Paracetamol Is 'Ineffective' As A Treatment For Lower Back Pain And Arthritis, Study Says

This May Be Why Paracetamol Isn't Helping Your Back Pain

If you're struggling with back pain, taking paracetamol may not be the solution you're looking for.

A study has suggested over-the-counter paracetamol is ineffective for lower back pain

The painkiller was also found to have "small but not clinically important benefits" for people with osteoarthritis, the research published in the British Medical Journal found.

Back pain and osteoarthritis, the most common form of arthritis, are leading causes of disability worldwide and clinical guidelines recommend paracetamol as the first line drug treatment for both conditions.

Researchers looked at 13 randomised controlled studies that looked at the effects of paracetamol use compared with a placebo.

The team led by The George Institute for Global Health at the University of Sydney analysed what effect paracetamol had on the reduction of pain intensity, improvement of disability and quality of life, as well as safety and patient adherence, compared to a placebo.

They found paracetamol to be ineffective for lower back pain, but did not come across any studies investigating neck pain.

They also found evidence that paracetamol has a significant but small effect in patients with hip or knee osteoarthritis, but said this was not likely to be meaningful for clinicians or patients.

Paracetamol use for osteoarthritis was also shown to increase the likelihood of having abnormal results on liver function tests by almost four times compared with a placebo, but the clinical relevance of this was not certain.

The study authors said their review should inform clinical and policy for those who suffer from lower back pain and osteoarthritis.

The report concluded: "Paracetamol is ineffective in the treatment of low back pain and provides minimal short term benefit for people with osteoarthritis.

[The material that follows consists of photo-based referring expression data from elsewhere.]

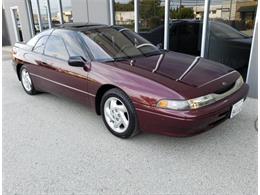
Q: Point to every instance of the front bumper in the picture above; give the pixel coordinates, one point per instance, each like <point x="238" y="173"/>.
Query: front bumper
<point x="186" y="123"/>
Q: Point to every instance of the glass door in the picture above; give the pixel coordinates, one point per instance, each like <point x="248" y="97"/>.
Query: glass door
<point x="230" y="30"/>
<point x="16" y="23"/>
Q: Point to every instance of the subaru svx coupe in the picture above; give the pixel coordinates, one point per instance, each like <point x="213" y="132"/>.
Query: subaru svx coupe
<point x="134" y="85"/>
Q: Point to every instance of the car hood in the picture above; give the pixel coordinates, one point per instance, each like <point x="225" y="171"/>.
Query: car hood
<point x="193" y="71"/>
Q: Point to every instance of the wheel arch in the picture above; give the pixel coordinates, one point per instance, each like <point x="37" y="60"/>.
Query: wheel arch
<point x="100" y="92"/>
<point x="18" y="68"/>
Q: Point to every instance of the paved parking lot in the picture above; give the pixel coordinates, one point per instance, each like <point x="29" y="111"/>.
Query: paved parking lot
<point x="53" y="145"/>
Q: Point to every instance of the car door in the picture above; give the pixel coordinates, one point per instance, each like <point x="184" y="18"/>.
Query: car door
<point x="57" y="76"/>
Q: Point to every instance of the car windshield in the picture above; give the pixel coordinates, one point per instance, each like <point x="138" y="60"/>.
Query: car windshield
<point x="225" y="31"/>
<point x="110" y="44"/>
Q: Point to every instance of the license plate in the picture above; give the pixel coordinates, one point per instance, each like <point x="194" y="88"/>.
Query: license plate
<point x="236" y="108"/>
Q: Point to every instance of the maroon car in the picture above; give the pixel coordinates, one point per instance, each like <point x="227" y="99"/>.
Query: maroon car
<point x="134" y="85"/>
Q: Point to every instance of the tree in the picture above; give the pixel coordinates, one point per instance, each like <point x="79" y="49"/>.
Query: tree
<point x="183" y="13"/>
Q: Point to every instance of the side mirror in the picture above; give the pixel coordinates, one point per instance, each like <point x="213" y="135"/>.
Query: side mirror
<point x="77" y="61"/>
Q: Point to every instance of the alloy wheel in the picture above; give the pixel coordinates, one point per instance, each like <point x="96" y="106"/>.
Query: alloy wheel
<point x="116" y="114"/>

"These results support the reconsideration of recommendations to use paracetamol for patients with low back pain and osteoarthritis of the hip or knee in clinical practice guidelines."

In 2013 the National Institute for Health and Care Excellence (Nice) warned of concern that higher doses of paracetamol could lead to multiple adverse effects, including heart, kidney and intestinal problems, and recommended GPs only prescribe the lowest effective dose for the shortest possible time.

The Medicines and Healthcare products Regulatory Agency said there was no new evidence to support the advice and is carrying out a wide-ranging review and until that work is completed, Nice has said it will continue to recommend paracetamol as an option.